Lot Archive

Lot

№ 1015

.

19 September 2003

Hammer Price:
£150

An interesting infantry officers sword having been worn by two officers, Captain Leonard Herbert Sweet, 1st Battalion Hampshire Regiment and No. 29 Squadron, Royal Flying Corps, who was killed in action in aerial combat over the Ypres Salient 22nd June 1916, and by Lieutenant-Colonel Gerard William Miller, D.S.O., M.C., King’s Liverpool Regiment, who won an outstanding Military Cross on the Western Front

An 1897 pattern Infantry officer’s sword, blade 82cm by Henry Wilkinson, Pall Mall, London, etched with GVR cypher, Royal Arms, foliage &c., additionally etched ‘LIEUT. COL. G. W. MILLER D.S.O. M.C.’, plated steel guard with GVR cypher, fish-skin covered grip bound with copper wire, in its leather covered field service scabbard, with Sam Browne frog, excellent condition throughout £200-250

Sword sold by Wilkinson to L. H. Sweet, 27th February 1913, and presumably purchased by the second owner during or after the Great War.

Leonard Herbert Sweet, son of the Reverend & Mrs Sweet, of Simonsbury Rectory, Bridport, Dorset, was educated at Sherborne and Sandhurst. Gazetted to the 1st Battalion, Hampshire Regiment in March 1913, he fought at Le Cateau and took part in the retreat from Mons. He transferred to the Royal Flying Corps in December 1914, an original member of No. 29 Squadron R.F.C., and gained his Royal Aero Club Certificate (No. 1622) on 20 August 1915. On 25 March 1916, the squadron of 10 DH2’s were flying from Gosport to Dover en route to France when bad weather overtook them. The first casualty was Captain Sweet, whose DH2 was forced to land at Shoreham when an exhaust valve and tappet rod broke, breaking the propellor, pieces of which went through the top plane. After this mishap, Sweet finally joined the squadron in France on 6th April 1916, when he flew DH2 (No. 5975) from Dover to St Omer, en route to the squadron’s aerodrome at Abeele,Belgium. On 22 June 1916, at 11-10 a.m. Captain Sweet left the aerodrome flying FE8 ( No. 6378) and was later shot down by enemy aircraft, N.W. of Ypres.
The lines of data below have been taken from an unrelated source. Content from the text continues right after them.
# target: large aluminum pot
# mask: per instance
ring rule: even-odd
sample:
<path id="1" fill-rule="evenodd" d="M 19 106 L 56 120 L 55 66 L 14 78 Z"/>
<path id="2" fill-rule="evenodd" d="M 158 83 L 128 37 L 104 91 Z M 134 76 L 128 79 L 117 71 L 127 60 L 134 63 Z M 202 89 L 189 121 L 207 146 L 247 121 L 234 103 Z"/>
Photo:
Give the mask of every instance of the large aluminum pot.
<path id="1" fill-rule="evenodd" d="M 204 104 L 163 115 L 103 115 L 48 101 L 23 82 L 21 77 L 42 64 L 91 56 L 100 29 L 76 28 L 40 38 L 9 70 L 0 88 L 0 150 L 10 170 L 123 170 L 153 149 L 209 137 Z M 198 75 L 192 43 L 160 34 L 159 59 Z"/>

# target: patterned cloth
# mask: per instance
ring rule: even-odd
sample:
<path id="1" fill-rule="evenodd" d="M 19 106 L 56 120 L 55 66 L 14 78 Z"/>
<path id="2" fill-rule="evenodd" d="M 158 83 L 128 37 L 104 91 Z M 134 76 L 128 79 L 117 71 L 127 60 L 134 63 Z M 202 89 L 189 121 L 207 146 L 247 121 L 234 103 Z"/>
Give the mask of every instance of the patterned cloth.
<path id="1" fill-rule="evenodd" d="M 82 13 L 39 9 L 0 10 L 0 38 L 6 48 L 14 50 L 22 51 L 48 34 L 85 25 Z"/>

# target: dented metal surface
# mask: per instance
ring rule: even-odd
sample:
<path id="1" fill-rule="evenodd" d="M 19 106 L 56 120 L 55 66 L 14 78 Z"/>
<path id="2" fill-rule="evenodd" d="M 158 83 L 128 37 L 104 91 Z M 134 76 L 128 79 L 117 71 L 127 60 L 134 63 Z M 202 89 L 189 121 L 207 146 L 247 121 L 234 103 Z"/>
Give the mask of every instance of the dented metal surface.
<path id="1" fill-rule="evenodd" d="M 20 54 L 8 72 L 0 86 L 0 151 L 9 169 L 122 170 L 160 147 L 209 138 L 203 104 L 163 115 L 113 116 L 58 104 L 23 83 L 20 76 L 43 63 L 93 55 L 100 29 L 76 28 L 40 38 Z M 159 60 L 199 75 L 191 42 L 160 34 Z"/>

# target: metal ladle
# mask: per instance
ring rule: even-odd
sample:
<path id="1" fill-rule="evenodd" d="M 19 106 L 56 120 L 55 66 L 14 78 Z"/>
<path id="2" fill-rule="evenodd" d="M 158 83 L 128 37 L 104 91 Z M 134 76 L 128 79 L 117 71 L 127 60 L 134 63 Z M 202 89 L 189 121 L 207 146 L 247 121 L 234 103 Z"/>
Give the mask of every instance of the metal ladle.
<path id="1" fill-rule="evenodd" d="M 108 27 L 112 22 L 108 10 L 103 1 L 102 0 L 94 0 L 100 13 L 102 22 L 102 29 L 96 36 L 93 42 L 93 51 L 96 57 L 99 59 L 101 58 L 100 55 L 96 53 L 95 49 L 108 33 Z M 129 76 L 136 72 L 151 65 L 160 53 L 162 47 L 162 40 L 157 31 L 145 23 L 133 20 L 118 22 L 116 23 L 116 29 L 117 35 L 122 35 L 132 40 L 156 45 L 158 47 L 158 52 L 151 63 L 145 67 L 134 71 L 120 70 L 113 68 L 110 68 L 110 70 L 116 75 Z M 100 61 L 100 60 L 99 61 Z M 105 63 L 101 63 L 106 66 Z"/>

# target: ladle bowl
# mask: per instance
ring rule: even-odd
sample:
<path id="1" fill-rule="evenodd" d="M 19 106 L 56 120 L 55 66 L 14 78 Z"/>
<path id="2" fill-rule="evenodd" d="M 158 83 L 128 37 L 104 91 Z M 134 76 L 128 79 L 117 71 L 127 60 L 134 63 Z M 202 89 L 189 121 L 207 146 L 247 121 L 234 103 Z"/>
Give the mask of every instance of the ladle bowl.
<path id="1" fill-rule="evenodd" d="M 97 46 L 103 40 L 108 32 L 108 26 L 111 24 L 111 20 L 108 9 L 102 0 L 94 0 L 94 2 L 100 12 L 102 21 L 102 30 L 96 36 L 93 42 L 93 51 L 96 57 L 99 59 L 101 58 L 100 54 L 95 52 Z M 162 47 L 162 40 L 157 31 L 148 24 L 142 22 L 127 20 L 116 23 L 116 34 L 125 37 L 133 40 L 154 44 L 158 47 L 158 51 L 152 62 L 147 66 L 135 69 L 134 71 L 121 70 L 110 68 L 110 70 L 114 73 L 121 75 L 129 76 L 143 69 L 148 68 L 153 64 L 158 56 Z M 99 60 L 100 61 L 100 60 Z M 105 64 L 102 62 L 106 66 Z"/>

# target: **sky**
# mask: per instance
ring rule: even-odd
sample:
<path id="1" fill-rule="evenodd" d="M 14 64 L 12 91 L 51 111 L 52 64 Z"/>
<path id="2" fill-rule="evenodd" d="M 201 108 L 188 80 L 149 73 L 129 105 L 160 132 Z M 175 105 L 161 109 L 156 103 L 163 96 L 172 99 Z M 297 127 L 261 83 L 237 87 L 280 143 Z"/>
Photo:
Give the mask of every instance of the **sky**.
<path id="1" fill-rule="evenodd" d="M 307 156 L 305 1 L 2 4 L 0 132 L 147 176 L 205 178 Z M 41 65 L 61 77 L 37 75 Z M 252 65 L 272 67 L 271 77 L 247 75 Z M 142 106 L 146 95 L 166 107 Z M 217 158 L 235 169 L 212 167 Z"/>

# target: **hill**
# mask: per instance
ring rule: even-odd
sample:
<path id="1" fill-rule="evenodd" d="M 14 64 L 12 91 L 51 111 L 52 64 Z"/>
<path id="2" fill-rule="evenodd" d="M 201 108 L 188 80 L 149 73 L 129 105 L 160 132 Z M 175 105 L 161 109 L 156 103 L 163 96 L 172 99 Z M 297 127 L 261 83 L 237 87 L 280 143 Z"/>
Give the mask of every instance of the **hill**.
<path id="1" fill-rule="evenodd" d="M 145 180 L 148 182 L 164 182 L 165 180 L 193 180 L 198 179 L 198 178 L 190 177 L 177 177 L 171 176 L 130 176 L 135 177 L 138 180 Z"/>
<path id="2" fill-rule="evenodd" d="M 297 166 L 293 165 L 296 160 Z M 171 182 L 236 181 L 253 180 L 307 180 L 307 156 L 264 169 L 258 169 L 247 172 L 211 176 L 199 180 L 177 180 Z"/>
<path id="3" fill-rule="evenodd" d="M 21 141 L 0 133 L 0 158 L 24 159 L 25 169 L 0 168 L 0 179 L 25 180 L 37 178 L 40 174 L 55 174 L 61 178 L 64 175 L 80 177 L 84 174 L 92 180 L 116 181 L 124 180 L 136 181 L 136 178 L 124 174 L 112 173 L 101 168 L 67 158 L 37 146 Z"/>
Captain Sweet is buried in Lijssenthoek Military Cemetery, Belgium.

Gerard William Miller, born 7 February 1895, son of T. B. Miller, of Saville Row, London, was educated at Shrewsbury and at Sandhurst. He was commissioned into the Liverpool Regiment in August 1914. He is remembered in the regiment, for a particular incident, which earned him his Military Cross, on 10 March 1915, whilst forming a trench barricade ...using his rifle as a club Lieut. Miller attacked the foremost German furiously, the trench was so narrow that only one man could attack at a time and this hampered the Germans. Wielding his rifle with great effect the young officer gradually drove the enemy back, his rifle broke, he seized another, this also broke in his hands, he then snatched up a spade and fought on with that. In the meantime his remaining men had torn down the parapet and formed a barricade behind him, and although wounded, he made a final effort, drove the enemy back and climbed over the barricade to his own men. For over an hour the little party maintained themselves in this trench, until at last, shelled by their own guns and under fire from the Germans, these very gallant men, with their young officer were forced back. Awarded the D.S.O. in 1918, he finished the war as adjutant to the 1st battalion of his regiment, and lived to command his battalion 1939-1941. He finally retired in 1947, and died at Aldershot in 1956. His medals are in Liverpool Museum. A pictorial representation of the the action appeared on the front cover of the
Illustrated London News for 27 march 1915, a copy of which is offered with the sword.